What is the key to such good results? Wal-Mart overhauled its strategy. Instead of announcing any price increases to cope with the tough economy, the company slashed its expansion plans. It refocused on lower prices, improved the mix of merchandise offered, cleaned up its stores and provided friendlier and faster customer service. But there is more to Wal-Mart’s success over the years than just tighter inventory controls and lower prices.

Wal-Mart is truly a great company. A strong organizational culture is the foundation for making a good company a great one. The secret to Wal-Mart’s success has long been attributed to its strong culture. Analysts like Jim Collins believe that Wal-Mart had the kind of ‘cult-like’ culture that is shared by all great companies. Wal-Mart employees are referred to as ‘Walmartians’ which is a sign of a unique culture shared by them. This culture is responsible for a company of this magnitude to be able to sustain its entrepreneurial spirit decade after decade.

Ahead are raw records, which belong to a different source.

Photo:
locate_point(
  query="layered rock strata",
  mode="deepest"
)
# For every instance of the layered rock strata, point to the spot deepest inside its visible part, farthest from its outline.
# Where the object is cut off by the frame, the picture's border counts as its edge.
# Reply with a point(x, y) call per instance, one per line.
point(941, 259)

Since its early days, Wal-Mart achieved remarkable growth rates and was the first trillion dollar company in the world. In 1999, Wal-Mart became the largest private employer in the US with 1,140,000 Associates. But with amazing success also came criticism. Wal-Mart was sued many times and even held the record for being sued the maximum at one time. Its practices and culture were held responsible for killing small local retailers. It was also criticized for gender-based discrimination, its overtime policies and using sweatshop products.